ContextLogic To Sell Operating Assets And Liabilities Associated With Wish To Qoo10 For $173 Million

By Dan Anderson • Feb 12, 2024

ContextLogic (d/b/a Wish) announced that its Board of Directors unanimously approved an agreement to sell substantially all of its operating assets and liabilities, principally comprising its Wish e-commerce platform to Qoo10 ( an ecommerce platform operating localized online marketplaces in Asia) for approximately $173 million in cash, subject to certain purchase price adjustments. The purchase price represents about $6.50 per share and an approximately 44% premium to ContextLogic’s closing stock price on February 9, 2024, the last trading day prior to announcing the transaction.

Following the closing of the deal, ContextLogic will have limited operating expenses and a balance sheet that will be debt-free, with net cash proceeds from the asset sale, approximately $2.7 billion of Net Operating Loss (NOL) carryforwards and certain retained assets. The Board plans to use the proceeds from the transaction to help monetize its NOLs. The Board also plans to explore the opportunity for a financial sponsor to help ContextLogic realize the value of its tax assets. If the ContextLogic Board does not identify opportunities that will enable it to effectively monetize the value of its NOLs to the benefit of shareholders, then it intends to promptly return all capital to shareholders.

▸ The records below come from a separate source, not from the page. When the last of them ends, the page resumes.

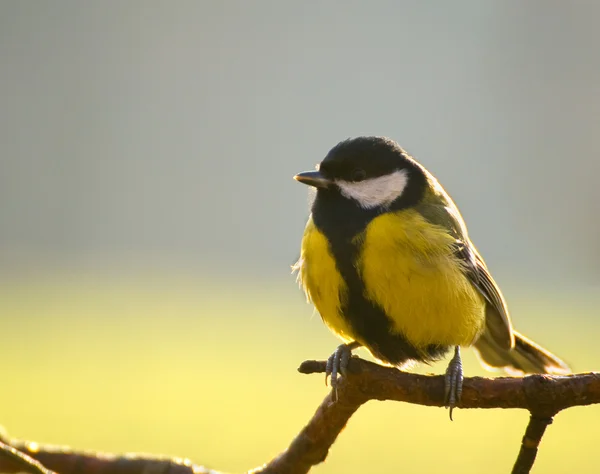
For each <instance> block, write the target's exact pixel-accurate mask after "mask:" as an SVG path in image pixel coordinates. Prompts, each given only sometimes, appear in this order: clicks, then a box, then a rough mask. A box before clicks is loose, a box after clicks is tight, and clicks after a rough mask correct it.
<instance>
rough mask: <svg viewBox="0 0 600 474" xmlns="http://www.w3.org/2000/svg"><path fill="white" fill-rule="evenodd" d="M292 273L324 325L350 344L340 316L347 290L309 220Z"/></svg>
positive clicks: (339, 273)
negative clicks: (324, 323) (296, 263)
mask: <svg viewBox="0 0 600 474" xmlns="http://www.w3.org/2000/svg"><path fill="white" fill-rule="evenodd" d="M295 269H296V270H298V280H299V282H300V284H301V285H302V288H303V289H304V292H305V293H306V296H307V298H308V300H309V301H310V302H312V303H313V304H314V305H315V308H316V309H317V311H318V312H319V314H320V315H321V318H322V319H323V321H324V322H325V324H327V326H329V328H330V329H331V330H332V331H333V332H334V333H335V334H337V335H338V336H339V337H340V338H341V339H343V340H344V341H345V342H350V341H354V340H355V337H354V335H353V334H352V330H351V328H350V327H349V325H348V324H347V323H346V321H345V320H344V319H343V318H342V315H341V306H342V302H343V300H344V298H345V296H346V294H347V291H348V288H347V286H346V284H345V283H344V280H343V279H342V277H341V275H340V273H339V272H338V270H337V267H336V263H335V260H334V258H333V256H332V255H331V252H330V250H329V242H328V241H327V239H326V238H325V236H324V235H323V234H322V233H321V232H320V231H319V230H318V229H317V228H316V227H315V225H314V223H313V220H312V217H311V218H309V220H308V223H307V224H306V229H305V231H304V237H303V238H302V248H301V252H300V260H298V263H297V264H296V265H295Z"/></svg>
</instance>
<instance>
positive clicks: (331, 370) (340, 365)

Following the deal’s closing, the Wish brand and platform will become a part of the Qoo10 family of businesses. And Wish merchants are expected to benefit from an integrated platform that will unlock new cross-border e-commerce opportunities, while Wish users are expected to benefit from an ever-greater selection of goods at competitive prices.

The company plans to complete the transaction in the second quarter of 2024, subject to the approval of ContextLogic’s shareholders and other customary closing conditions. And the transaction is not subject to any financing contingency. As part of the agreement, ContextLogic will start trading under a new ticker symbol within 30 days of the closing of the transaction.

J.P. Morgan Securities LLC is acting as financial advisor to the company and Sidley Austin LLP is acting as legal counsel. And Jefferies LLC is acting as financial advisor to Qoo10 and Shearman & Sterling LLP is acting as legal counsel.

KEY QUOTES:

“The Board conducted a thorough review of strategic alternatives with the assistance of outside financial and legal advisors. We evaluated a variety of potential outcomes and determined that the proposed sale of our operating assets and liabilities, while preserving significant NOLs, represents the best path forward to maximize value for shareholders. We also believe there is a significant upside potential to obtaining a long-term aligned capital partner that would support future value creation.”

“The Board believes the transaction will effectively reduce the cash burn in ContextLogic to near zero, monetize its operating assets at the highest value possible and preserve significant value for shareholders. At the same time, we believe this is a compelling opportunity for shareholders to directly benefit from the approximately $2.7 billion value of our NOLs as profitable operations are targeted by the continuing business.”

– Tanzeen Syed, Chairman of the Board

“Integrating the Wish platform into Qoo10 will create a true global cross-border ecommerce platform to support the massive market demand. Upon close, we expect the new Wish platform will have an improved customer experience through increased product assortment and merchant selection. And for our merchants, we will be able to offer fully integrated logistical capabilities to deliver unmatched cost-efficient services with high quality control and transparency. I would like to thank all of our employees for their exceptional work on behalf of Wish.”

– Joe Yan, ContextLogic CEO

“Wish has innovative technology that provides highly-entertaining, personalized shopping experiences for its users while serving as one of the largest global e-commerce platforms. By combining our operating expertise and Wish’s technology and data science capabilities, we expect to drive greater success for merchants while providing an even greater marketplace for consumers globally. With the acquisition of Wish, Qoo10 and Wish will offer a comprehensive platform for merchants, sellers, buyers, and customers globally to realize the potential of a truly global marketplace. With the strong commitment from Wish’s employees and staff combined with the Qoo10 family group of companies, we are well positioned to realize our long-stated goal of being a leading cross-border, e-commerce marketplace.”